Д'Артаньян поэтому, как легко догадаться, не решался принять участие в разговоре. Но он глядел во все глаза и жадно слушал, напрягая все свои пять чувств, лишь бы ничего не упустить. Несмотря на все уважение к отцовским советам, он, следуя своим влечениям и вкусам, был склонен скорее одобрять, чем порицать происходившее вокруг него.
Принимая, однако, во внимание, что он был совершенно чужой среди этой толпы приверженцев г-на де Тревиля и его впервые видели здесь, к нему подошли узнать о цели его прихода. Д'Артаньян скромно назвал свое имя и, ссылаясь на то, что он земляк г-на де Тревиля, поручил слуге, подошедшему к нему с вопросом, исходатайствовать для него у г-на де Тревиля несколько минут аудиенции. Слуга покровительственным тоном обещал передать его просьбу в свое время.
Несколько оправившись от первоначального смущения, д'Артаньян мог теперь на досуге приглядеться к одежде и лицам окружающих.
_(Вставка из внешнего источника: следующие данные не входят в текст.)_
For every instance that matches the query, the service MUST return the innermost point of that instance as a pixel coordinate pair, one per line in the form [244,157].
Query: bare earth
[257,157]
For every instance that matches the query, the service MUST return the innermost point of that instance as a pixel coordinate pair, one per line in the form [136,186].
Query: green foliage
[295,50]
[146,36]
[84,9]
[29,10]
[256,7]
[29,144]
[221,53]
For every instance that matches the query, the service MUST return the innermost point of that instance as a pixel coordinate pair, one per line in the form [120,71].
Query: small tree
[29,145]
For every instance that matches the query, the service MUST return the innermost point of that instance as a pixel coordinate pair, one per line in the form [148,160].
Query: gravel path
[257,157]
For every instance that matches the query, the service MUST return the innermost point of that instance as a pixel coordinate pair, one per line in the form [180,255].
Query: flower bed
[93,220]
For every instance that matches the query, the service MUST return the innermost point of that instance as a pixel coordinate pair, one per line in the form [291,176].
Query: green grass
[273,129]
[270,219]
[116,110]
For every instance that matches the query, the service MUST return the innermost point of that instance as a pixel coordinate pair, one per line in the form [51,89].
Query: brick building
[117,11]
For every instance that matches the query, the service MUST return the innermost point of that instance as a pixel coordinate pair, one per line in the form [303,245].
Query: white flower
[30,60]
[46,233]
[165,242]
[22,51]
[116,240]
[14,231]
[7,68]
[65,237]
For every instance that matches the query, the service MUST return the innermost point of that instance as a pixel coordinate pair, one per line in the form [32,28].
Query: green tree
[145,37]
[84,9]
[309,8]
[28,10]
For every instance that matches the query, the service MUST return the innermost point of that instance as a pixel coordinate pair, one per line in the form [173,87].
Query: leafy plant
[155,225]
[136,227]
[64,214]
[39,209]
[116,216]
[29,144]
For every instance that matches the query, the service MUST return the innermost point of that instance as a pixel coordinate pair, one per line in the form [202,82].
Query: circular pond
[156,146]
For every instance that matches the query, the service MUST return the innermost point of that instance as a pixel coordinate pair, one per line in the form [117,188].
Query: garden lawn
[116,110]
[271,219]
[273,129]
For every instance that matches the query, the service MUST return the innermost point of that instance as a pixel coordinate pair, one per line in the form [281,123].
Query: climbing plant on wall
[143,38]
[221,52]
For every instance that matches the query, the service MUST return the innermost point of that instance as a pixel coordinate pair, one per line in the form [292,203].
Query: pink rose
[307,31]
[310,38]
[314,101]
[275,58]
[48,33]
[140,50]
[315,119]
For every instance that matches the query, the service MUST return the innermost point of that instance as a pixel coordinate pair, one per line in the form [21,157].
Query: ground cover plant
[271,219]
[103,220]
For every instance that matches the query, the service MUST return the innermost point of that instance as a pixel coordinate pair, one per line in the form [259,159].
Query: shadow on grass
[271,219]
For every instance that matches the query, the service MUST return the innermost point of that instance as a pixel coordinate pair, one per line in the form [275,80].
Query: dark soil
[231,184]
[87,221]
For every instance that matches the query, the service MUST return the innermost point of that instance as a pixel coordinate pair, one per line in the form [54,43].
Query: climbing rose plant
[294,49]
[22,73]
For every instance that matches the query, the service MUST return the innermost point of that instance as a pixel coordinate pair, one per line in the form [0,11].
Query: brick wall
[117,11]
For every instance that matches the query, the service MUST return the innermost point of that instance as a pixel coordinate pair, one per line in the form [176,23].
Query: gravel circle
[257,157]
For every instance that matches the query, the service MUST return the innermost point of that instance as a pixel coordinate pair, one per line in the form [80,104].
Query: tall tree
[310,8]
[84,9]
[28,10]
Центром одной из самых оживленных групп был рослый мушкетер с высокомерным лицом и в необычайном костюме, привлекавшем к нему общее внимание. На нем был не форменный мундир, ношение которого, впрочем, не считалось обязательным в те времена — времена меньшей свободы, но большей независимости, — а светло-голубой, порядочно выцветший и потертый камзол, поверх которого красовалась роскошная перевязь шитая золотом и сверкавшая, словно солнечные блики на воде в ясный полдень. Длинный плащ алого бархата изящно спадал с его плеч, только спереди позволяя увидеть ослепительную перевязь, на которой висела огромных размеров шпага.
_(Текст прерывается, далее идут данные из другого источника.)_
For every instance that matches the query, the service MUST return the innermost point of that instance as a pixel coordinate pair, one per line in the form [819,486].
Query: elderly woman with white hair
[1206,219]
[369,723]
Этот мушкетер только что сменился с караула, жаловался на простуду и нарочно покашливал. Вот поэтому-то ему и пришлось накинуть плащ, как он пояснял, пренебрежительно роняя слова и покручивая ус, тогда как окружающие, и больше всех д'Артаньян, шумно восхищались шитой золотом перевязью.
— Ничего не поделаешь, — говорил мушкетер, — это входит в моду. Это расточительство, я и сам знаю, но модно. Впрочем, надо ведь куда-нибудь девать родительские денежки.
— Ах, Портос, — воскликнул один из присутствующих, — не старайся нас уверить, что этой перевязью ты обязан отцовским щедротам! Не преподнесла ли ее тебе дама под вуалью, с которой я встретил тебя в воскресенье около ворот Сент-Оноре?
— Нет, клянусь честью и даю слово дворянина, что и купил ее на собственные деньги, — ответил тот, кого называли Портосом.
— Да, — заметил один из мушкетеров, — купил точно так, как я — вот этот новый кошелек: на те самые деньги, которые моя возлюбленная положила мне в старый.
— Нет, право же, — возразил Портос, — и я могу засвидетельствовать, что заплатил за нее двенадцать пистолей.
Восторженные возгласы усилились, но сомнение оставалось.